How to Paint a Dead Man, By Sarah Hall
Sarah Hall's fourth novel is a tour de force in a number of ways. First, the technical virtuosity of its structure. It's told from four alternating viewpoints set in four different periods: a second-person narration set in the present day, focalised through Susan, a photographer poleaxed by grief for the death of her twin brother; a third-person narration set a few years earlier from the viewpoint of Susan's dad Peter, a middle-aged, formerly hell-raising artist trapped beneath a boulder on a Cumbrian hillside; a first-person narration set in the 1960s, from an Italian painter, Giorgio, with whom the student Peter corresponds; and a third-person narrative centred on Annette, a young blind girl who tends Giorgio's grave. (Her younger brother grows up to have an adulterous affair with Susan in the present day.)
The interlocking of these time-separated narratives, and the way that each casts light on the others, is breathtakingly clever. Then there's the characterisation, which is both bright and deep: each of the characters is distinct, believable, complex, flawed, and human – all too human, and for that reason lovable.
Then there are the themes: this novel is a meditation on death, on grief, on aging, on the power of the past to shape the present, on art and on the art of life.

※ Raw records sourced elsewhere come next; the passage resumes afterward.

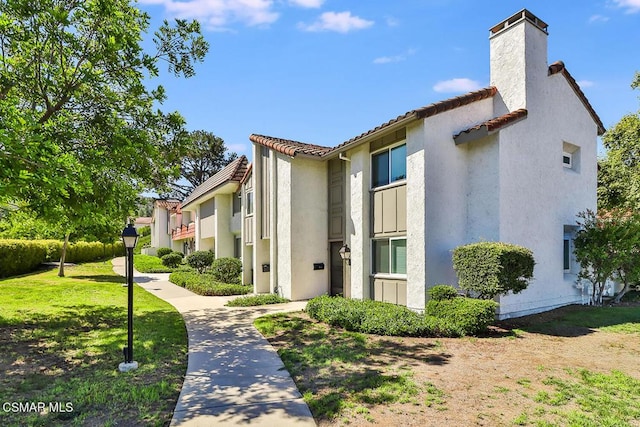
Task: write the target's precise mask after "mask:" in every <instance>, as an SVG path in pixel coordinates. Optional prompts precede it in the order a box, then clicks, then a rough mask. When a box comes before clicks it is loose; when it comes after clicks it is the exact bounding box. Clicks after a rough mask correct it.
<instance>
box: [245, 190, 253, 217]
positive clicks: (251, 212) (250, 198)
mask: <svg viewBox="0 0 640 427" xmlns="http://www.w3.org/2000/svg"><path fill="white" fill-rule="evenodd" d="M245 197H246V200H245V201H246V206H245V209H246V215H252V214H253V191H247V193H246V195H245Z"/></svg>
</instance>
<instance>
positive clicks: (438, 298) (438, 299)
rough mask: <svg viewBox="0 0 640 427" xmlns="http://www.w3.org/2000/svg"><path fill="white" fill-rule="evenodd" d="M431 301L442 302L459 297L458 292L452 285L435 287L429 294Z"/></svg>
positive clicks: (428, 293) (430, 299)
mask: <svg viewBox="0 0 640 427" xmlns="http://www.w3.org/2000/svg"><path fill="white" fill-rule="evenodd" d="M427 293H428V295H429V299H430V300H434V301H442V300H445V299H452V298H456V297H457V296H458V290H457V289H456V288H454V287H453V286H451V285H435V286H434V287H433V288H431V289H429V291H428V292H427Z"/></svg>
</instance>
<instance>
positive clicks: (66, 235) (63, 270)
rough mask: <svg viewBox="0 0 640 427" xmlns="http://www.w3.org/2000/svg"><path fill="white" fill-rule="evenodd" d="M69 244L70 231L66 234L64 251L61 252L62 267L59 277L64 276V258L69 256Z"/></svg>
mask: <svg viewBox="0 0 640 427" xmlns="http://www.w3.org/2000/svg"><path fill="white" fill-rule="evenodd" d="M68 245H69V232H67V234H65V235H64V243H63V244H62V253H61V254H60V269H59V270H58V277H64V259H65V258H66V256H67V246H68Z"/></svg>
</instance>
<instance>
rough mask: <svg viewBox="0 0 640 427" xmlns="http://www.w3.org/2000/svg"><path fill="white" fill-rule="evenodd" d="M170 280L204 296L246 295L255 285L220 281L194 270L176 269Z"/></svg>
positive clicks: (179, 285) (179, 284) (173, 273)
mask: <svg viewBox="0 0 640 427" xmlns="http://www.w3.org/2000/svg"><path fill="white" fill-rule="evenodd" d="M169 281H171V282H172V283H175V284H176V285H178V286H182V287H184V288H186V289H188V290H190V291H191V292H194V293H196V294H199V295H204V296H214V295H215V296H220V295H245V294H248V293H251V292H253V286H244V285H237V284H230V283H222V282H218V281H216V280H214V278H213V276H212V275H210V274H199V273H197V272H196V271H193V270H190V271H185V270H181V271H180V270H179V271H175V272H173V273H171V275H170V276H169Z"/></svg>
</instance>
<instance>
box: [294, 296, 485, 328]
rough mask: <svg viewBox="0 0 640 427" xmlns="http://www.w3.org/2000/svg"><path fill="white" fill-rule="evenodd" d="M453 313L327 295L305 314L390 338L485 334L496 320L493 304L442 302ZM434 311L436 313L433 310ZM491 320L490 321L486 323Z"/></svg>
mask: <svg viewBox="0 0 640 427" xmlns="http://www.w3.org/2000/svg"><path fill="white" fill-rule="evenodd" d="M457 300H461V301H462V302H460V303H457V302H456V303H454V304H450V307H449V308H450V309H451V310H453V311H454V313H450V314H447V315H440V314H438V315H433V314H432V313H430V312H429V313H426V314H424V315H423V314H418V313H416V312H414V311H411V310H409V309H408V308H407V307H403V306H398V305H394V304H390V303H384V302H379V301H371V300H366V301H359V300H350V299H345V298H342V297H329V296H327V295H324V296H320V297H316V298H313V299H311V300H310V301H309V302H308V303H307V307H306V309H305V310H306V311H307V313H308V314H309V316H310V317H312V318H314V319H316V320H319V321H321V322H325V323H328V324H330V325H333V326H339V327H342V328H344V329H346V330H349V331H355V332H363V333H367V334H377V335H388V336H420V337H456V336H464V335H474V334H477V333H480V332H482V331H484V330H486V327H487V326H488V325H490V324H491V322H493V320H494V318H495V309H496V307H497V304H496V303H495V302H493V301H483V300H473V299H470V298H463V297H456V298H454V299H449V300H442V301H439V302H441V303H451V302H453V301H457ZM434 302H436V301H434ZM434 311H435V310H434ZM489 318H490V320H489V321H488V320H487V319H489Z"/></svg>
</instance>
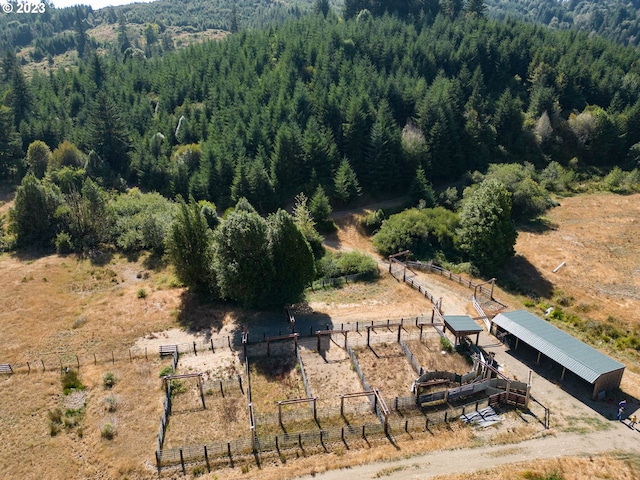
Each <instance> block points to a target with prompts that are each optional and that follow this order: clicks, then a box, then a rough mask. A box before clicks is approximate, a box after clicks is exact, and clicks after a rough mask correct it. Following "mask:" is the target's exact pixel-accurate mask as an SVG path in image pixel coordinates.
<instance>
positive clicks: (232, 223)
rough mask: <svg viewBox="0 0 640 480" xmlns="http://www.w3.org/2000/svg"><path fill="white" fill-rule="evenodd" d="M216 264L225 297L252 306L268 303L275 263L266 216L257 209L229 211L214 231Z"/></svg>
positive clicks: (261, 304)
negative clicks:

But the best reason for loving this novel is the poetic quality of the prose: Hall loads every rift with ore. So, for example, the advantages of working at home instead of in office are summed up thus: "Stovetop espresso five times a day instead of thin metallic tea pissing out of a machine into a plastic cup."
How to Paint a Dead Man was longlisted for the 2009 Man Booker prize. Why on earth wasn't it shortlisted?